Monday, April 12, 2010

Anonymity hypocrisy

One of the myths about this blog is that it recently disallowed all anonymous commenting. This blog actually allows it, as long as you post under the screen name of a particular account. The account name doesn't have to reveal your own name.

I've been dumbfounded for years by the amount of hypocrisy surrounding Internet anonymity. For years, Usenet posts have required an easily traceable IP number. Big ISP's and Usenet admins wanted it that way, and in the martial law of Usenet, their word was binding. Yet, when people abused anonymous remailers to illegally and fraudulently impersonate others, the originating IP number was nowhere to be found - because they claimed that would violate their "rights."

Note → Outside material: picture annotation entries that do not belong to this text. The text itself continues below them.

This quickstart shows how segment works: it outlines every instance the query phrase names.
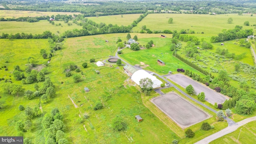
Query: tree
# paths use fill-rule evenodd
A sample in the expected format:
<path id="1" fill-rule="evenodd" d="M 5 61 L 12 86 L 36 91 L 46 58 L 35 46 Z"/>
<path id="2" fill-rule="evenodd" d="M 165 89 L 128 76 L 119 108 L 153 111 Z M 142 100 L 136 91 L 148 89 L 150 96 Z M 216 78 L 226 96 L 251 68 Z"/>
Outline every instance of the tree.
<path id="1" fill-rule="evenodd" d="M 232 24 L 233 23 L 233 18 L 229 18 L 228 19 L 228 24 Z"/>
<path id="2" fill-rule="evenodd" d="M 41 96 L 41 102 L 43 103 L 46 103 L 49 101 L 49 98 L 47 95 L 44 94 Z"/>
<path id="3" fill-rule="evenodd" d="M 116 64 L 117 64 L 118 66 L 121 65 L 122 60 L 121 60 L 120 59 L 118 59 L 118 60 L 117 60 L 117 61 L 116 61 Z"/>
<path id="4" fill-rule="evenodd" d="M 153 89 L 152 86 L 153 84 L 152 80 L 148 78 L 142 78 L 140 80 L 140 86 L 141 88 L 142 91 L 148 95 L 149 95 Z"/>
<path id="5" fill-rule="evenodd" d="M 53 116 L 55 116 L 57 114 L 59 113 L 60 113 L 60 111 L 59 110 L 59 109 L 57 108 L 55 108 L 53 109 L 51 111 L 51 114 L 52 114 L 52 115 Z"/>
<path id="6" fill-rule="evenodd" d="M 46 141 L 46 144 L 55 144 L 56 143 L 55 142 L 55 141 L 54 140 L 52 139 L 52 138 L 48 138 L 47 139 L 47 140 Z"/>
<path id="7" fill-rule="evenodd" d="M 117 43 L 118 48 L 122 48 L 124 46 L 125 46 L 125 45 L 124 45 L 124 43 L 123 42 L 118 42 L 118 43 Z"/>
<path id="8" fill-rule="evenodd" d="M 45 79 L 45 76 L 44 74 L 42 72 L 40 72 L 37 74 L 36 76 L 36 80 L 38 82 L 42 82 Z"/>
<path id="9" fill-rule="evenodd" d="M 52 116 L 48 114 L 46 114 L 44 116 L 43 120 L 42 121 L 42 123 L 43 124 L 44 128 L 46 129 L 50 128 L 51 124 L 52 124 L 53 120 Z"/>
<path id="10" fill-rule="evenodd" d="M 32 118 L 33 116 L 33 110 L 31 108 L 28 106 L 26 108 L 24 111 L 25 112 L 25 114 L 28 117 L 30 118 Z"/>
<path id="11" fill-rule="evenodd" d="M 23 140 L 24 144 L 32 144 L 32 140 L 28 138 L 26 138 Z"/>
<path id="12" fill-rule="evenodd" d="M 169 18 L 169 20 L 168 20 L 168 23 L 169 24 L 172 24 L 173 23 L 173 18 Z"/>
<path id="13" fill-rule="evenodd" d="M 201 129 L 204 130 L 209 130 L 211 129 L 211 126 L 207 122 L 204 122 L 201 126 Z"/>
<path id="14" fill-rule="evenodd" d="M 139 45 L 136 43 L 132 43 L 131 44 L 131 50 L 140 50 L 140 47 Z"/>
<path id="15" fill-rule="evenodd" d="M 150 47 L 150 45 L 149 44 L 147 44 L 146 45 L 146 48 L 147 49 L 149 49 Z"/>
<path id="16" fill-rule="evenodd" d="M 18 65 L 16 65 L 14 66 L 14 70 L 18 70 L 18 71 L 21 72 L 21 70 L 20 70 L 20 66 Z"/>
<path id="17" fill-rule="evenodd" d="M 189 128 L 185 132 L 186 136 L 188 138 L 192 138 L 195 135 L 195 133 L 193 132 L 191 129 Z"/>
<path id="18" fill-rule="evenodd" d="M 243 99 L 236 102 L 235 110 L 239 114 L 250 114 L 255 108 L 254 100 Z"/>
<path id="19" fill-rule="evenodd" d="M 84 67 L 84 68 L 86 68 L 87 67 L 87 63 L 84 62 L 83 64 L 82 64 L 82 66 Z"/>
<path id="20" fill-rule="evenodd" d="M 224 70 L 220 70 L 218 72 L 219 76 L 218 78 L 219 80 L 223 82 L 228 81 L 228 74 L 227 71 Z"/>
<path id="21" fill-rule="evenodd" d="M 25 108 L 24 108 L 24 106 L 23 106 L 22 105 L 20 105 L 19 106 L 19 110 L 22 111 L 24 110 L 25 110 Z"/>
<path id="22" fill-rule="evenodd" d="M 33 92 L 29 90 L 25 91 L 24 93 L 24 97 L 29 100 L 31 100 L 34 98 L 34 95 L 33 94 Z"/>
<path id="23" fill-rule="evenodd" d="M 22 86 L 20 85 L 14 84 L 12 89 L 11 94 L 13 95 L 17 94 L 17 96 L 19 96 L 19 93 L 24 91 L 25 89 L 22 88 Z"/>
<path id="24" fill-rule="evenodd" d="M 62 129 L 62 128 L 63 128 L 63 126 L 64 126 L 63 122 L 59 119 L 54 120 L 54 121 L 53 122 L 53 124 L 56 130 Z"/>
<path id="25" fill-rule="evenodd" d="M 112 120 L 112 128 L 116 131 L 125 130 L 127 128 L 127 124 L 120 117 L 116 116 Z"/>
<path id="26" fill-rule="evenodd" d="M 15 129 L 18 132 L 21 131 L 24 132 L 24 124 L 20 121 L 16 122 L 16 125 L 15 126 Z"/>
<path id="27" fill-rule="evenodd" d="M 128 40 L 131 38 L 132 38 L 132 37 L 131 37 L 131 35 L 130 34 L 130 33 L 128 33 L 128 34 L 127 34 L 127 36 L 126 36 L 126 39 Z"/>
<path id="28" fill-rule="evenodd" d="M 222 110 L 220 110 L 217 112 L 216 114 L 219 118 L 224 118 L 225 117 L 224 112 L 223 112 Z"/>
<path id="29" fill-rule="evenodd" d="M 138 37 L 137 37 L 136 35 L 134 36 L 133 37 L 133 39 L 136 41 L 138 40 Z"/>
<path id="30" fill-rule="evenodd" d="M 21 80 L 25 78 L 24 74 L 22 73 L 19 71 L 15 70 L 12 74 L 13 74 L 13 77 L 15 78 L 15 80 Z"/>
<path id="31" fill-rule="evenodd" d="M 24 124 L 24 130 L 26 131 L 29 130 L 32 126 L 32 122 L 30 120 L 27 120 L 25 122 Z"/>
<path id="32" fill-rule="evenodd" d="M 58 144 L 68 144 L 68 141 L 65 138 L 61 138 L 58 141 Z"/>
<path id="33" fill-rule="evenodd" d="M 54 117 L 54 120 L 58 119 L 60 120 L 62 120 L 63 119 L 63 115 L 59 113 L 57 113 L 57 114 L 56 114 L 56 115 L 55 115 Z"/>
<path id="34" fill-rule="evenodd" d="M 195 94 L 195 90 L 191 84 L 189 85 L 186 88 L 186 90 L 189 94 Z"/>
<path id="35" fill-rule="evenodd" d="M 200 93 L 197 96 L 197 98 L 202 102 L 204 101 L 204 98 L 205 98 L 205 94 L 204 92 L 202 92 Z"/>
<path id="36" fill-rule="evenodd" d="M 95 62 L 95 59 L 94 58 L 91 58 L 90 59 L 90 62 Z"/>
<path id="37" fill-rule="evenodd" d="M 244 25 L 249 26 L 250 26 L 250 23 L 249 23 L 248 21 L 245 21 L 244 22 Z"/>
<path id="38" fill-rule="evenodd" d="M 103 108 L 103 105 L 101 103 L 101 102 L 100 102 L 98 101 L 96 102 L 95 106 L 93 107 L 93 110 L 96 110 L 101 109 L 102 108 Z"/>
<path id="39" fill-rule="evenodd" d="M 225 111 L 225 112 L 226 113 L 226 114 L 227 114 L 227 115 L 228 116 L 231 116 L 232 111 L 231 111 L 231 110 L 230 110 L 229 108 L 228 108 Z"/>
<path id="40" fill-rule="evenodd" d="M 75 82 L 79 82 L 81 80 L 81 75 L 79 74 L 75 74 L 73 76 L 73 79 Z"/>
<path id="41" fill-rule="evenodd" d="M 55 90 L 52 86 L 51 86 L 47 88 L 46 91 L 45 92 L 45 94 L 47 95 L 47 96 L 51 98 L 52 98 L 53 97 L 56 93 Z"/>
<path id="42" fill-rule="evenodd" d="M 64 138 L 64 132 L 61 130 L 58 130 L 56 132 L 56 141 Z"/>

For a long time, message board services always publicly displayed users' IP numbers when they posted a message. At the same time, however, somebody kept signing me up for a bunch of spam I didn't want - and their IP numbers were nowhere on the confirmation messages, so I couldn't track who was behind it.

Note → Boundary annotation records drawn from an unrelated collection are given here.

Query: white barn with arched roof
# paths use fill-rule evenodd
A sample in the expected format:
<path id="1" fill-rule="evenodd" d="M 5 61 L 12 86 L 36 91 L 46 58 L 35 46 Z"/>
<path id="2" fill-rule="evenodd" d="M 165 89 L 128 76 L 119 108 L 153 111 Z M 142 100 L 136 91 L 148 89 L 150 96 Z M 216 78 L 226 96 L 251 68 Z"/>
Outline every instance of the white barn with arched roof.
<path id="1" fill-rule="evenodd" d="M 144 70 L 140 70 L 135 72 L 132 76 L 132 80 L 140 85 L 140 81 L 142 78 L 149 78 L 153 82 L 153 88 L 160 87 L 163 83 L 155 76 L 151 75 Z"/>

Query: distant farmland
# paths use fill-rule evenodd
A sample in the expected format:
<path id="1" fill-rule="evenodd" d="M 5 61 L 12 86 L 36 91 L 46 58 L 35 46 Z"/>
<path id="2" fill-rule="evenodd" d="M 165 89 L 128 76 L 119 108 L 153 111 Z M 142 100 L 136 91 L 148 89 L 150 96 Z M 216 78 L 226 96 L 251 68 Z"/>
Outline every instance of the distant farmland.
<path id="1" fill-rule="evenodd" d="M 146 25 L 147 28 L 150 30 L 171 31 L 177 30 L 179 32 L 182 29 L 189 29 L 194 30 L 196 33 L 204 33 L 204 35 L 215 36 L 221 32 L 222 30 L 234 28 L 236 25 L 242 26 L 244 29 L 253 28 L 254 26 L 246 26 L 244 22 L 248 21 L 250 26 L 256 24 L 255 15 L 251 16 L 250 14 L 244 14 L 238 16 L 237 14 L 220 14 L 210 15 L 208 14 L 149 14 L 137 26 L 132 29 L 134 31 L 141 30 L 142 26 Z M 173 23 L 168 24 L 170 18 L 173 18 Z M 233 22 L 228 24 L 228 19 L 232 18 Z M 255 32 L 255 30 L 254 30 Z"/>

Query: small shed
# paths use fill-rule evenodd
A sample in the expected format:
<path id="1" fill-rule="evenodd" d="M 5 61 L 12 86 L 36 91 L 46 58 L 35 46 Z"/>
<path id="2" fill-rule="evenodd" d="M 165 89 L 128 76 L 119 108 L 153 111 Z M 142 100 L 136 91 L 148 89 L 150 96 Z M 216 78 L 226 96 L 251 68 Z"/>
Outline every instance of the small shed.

Around the mid-2000s, the practice of displaying IP numbers on message forums other than Usenet pretty much vanished. I guess they finally became hip to privacy concerns. But it was years too late for many folks.

Now journalists are starting to question whether allowing anonymous commenting on news websites is a good idea.

Then why don't they stop quoting anonymous sources in their articles? I'm not talking about whistleblowers who need protection. I'm talking about government officials who remain anonymous because they don't want to accept responsibility for their policies.

It's been argued that disallowing anon posts will increase the level of maturity and civility on news websites. But I doubt that. Even in print newspapers that use the real names of readers who write letters to the editor, there's enough class-baiting and other illogical right-wing garbledygoop to make Phil Gramm blush.

I think the push to abolish anonymity is actually a gimmick by the corporate media to reclaim their hegemony over public opinion that's been whittled away at lately. Until about 5 years ago, they had succeeded at consolidating their control over public sensibilities. But that trend began reversing when more people began learning how to use the Internet more effectively.

The corporatists don't want the current trends to continue. They want a fully controlled media, like that which the 1996 Telecommunications Act attempted to grant them. The free flow of ideas is the enemy of those who long for a corporate command state.